Even as we emerge from lockdown, it is likely that far more of the movement’s activity will take place online than before.
So long as this enables us to reach wider audiences, this is all to the good. Because for all the heroic work of thousands of union reps, the last year has not been one in which working people’s interests have been advanced.
Across the world, the pandemic has not merely cost hundreds of millions of jobs — it has punished the worst off most.
Job insecurity and poverty pay, major injustices that have become more prevalent across the workforce over years of neoliberal economic policy, will trap millions more workers as soaring unemployment and the fire-and-rehire drive force down wages and weaken contracts.
That requires our movement to emerge from the pandemic fighting.
New technologies have all the familiar pitfalls of social media — appearing to attract vast audiences while rarely reaching the ears of the unconverted.
We enter an elections week in which, despite widespread media coverage reporting the Prime Minister talk of deliberately allowing thousands of people to die — as we know they did — polls show the Conservatives maintaining a double-digit lead over the Labour Party.
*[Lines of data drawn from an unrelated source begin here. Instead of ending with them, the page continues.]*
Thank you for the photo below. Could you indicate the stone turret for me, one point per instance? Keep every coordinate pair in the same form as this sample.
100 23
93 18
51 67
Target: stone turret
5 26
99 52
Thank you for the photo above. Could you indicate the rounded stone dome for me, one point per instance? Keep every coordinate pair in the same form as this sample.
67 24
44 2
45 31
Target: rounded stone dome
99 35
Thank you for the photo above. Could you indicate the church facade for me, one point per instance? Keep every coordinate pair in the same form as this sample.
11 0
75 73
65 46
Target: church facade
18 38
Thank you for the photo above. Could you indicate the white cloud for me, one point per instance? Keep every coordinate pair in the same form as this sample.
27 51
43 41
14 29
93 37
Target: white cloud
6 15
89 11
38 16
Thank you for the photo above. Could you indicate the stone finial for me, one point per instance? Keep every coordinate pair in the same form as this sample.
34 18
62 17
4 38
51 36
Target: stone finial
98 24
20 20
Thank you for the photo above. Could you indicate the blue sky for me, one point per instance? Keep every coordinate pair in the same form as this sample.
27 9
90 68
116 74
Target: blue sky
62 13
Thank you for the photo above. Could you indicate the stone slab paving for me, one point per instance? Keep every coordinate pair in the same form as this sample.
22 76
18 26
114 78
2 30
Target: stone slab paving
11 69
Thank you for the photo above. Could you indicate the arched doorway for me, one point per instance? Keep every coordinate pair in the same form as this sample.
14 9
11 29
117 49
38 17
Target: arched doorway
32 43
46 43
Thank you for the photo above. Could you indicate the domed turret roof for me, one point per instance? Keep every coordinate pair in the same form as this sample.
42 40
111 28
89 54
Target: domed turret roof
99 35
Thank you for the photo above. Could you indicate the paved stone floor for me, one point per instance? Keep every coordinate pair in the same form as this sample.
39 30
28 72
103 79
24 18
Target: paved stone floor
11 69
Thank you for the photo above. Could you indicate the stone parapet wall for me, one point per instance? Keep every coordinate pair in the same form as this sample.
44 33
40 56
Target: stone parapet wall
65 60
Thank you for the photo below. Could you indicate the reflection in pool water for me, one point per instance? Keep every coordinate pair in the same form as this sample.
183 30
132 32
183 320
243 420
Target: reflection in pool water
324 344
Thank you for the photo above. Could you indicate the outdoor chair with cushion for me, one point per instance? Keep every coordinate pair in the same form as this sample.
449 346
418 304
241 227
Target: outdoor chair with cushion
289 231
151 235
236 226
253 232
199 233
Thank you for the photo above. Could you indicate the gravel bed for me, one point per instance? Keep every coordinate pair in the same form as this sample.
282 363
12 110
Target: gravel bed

That’s a product of Labour’s stultifying lack of vision under Sir Keir Starmer, its refusal to make the case for radical change despite the evidence. It also reflects the difficulty of mounting an election campaign when you have spent the past year in a relentless war against your own activists.
But it also shows the hard work that needs to be done by our whole movement in drawing the political lessons from people’s experiences at work — or out of it — to win support for an alternative.
Job losses and fire and rehire are taking place all over the country. The pain of the unfolding jobs crisis is only just beginning.
Socialists need to take the message that it doesn’t have to be this way into every workplace and every community, organising again in public wherever we can do so while ensuring public health is not put at risk.
If the Labour Party won’t provide an alternative, the labour movement can, beginning by ensuring a huge turnout at the June 26 People’s Assembly demonstration for a new normal.
This International Workers’ Day most of us will not be marching. But we should be organising to hit the ground running this summer.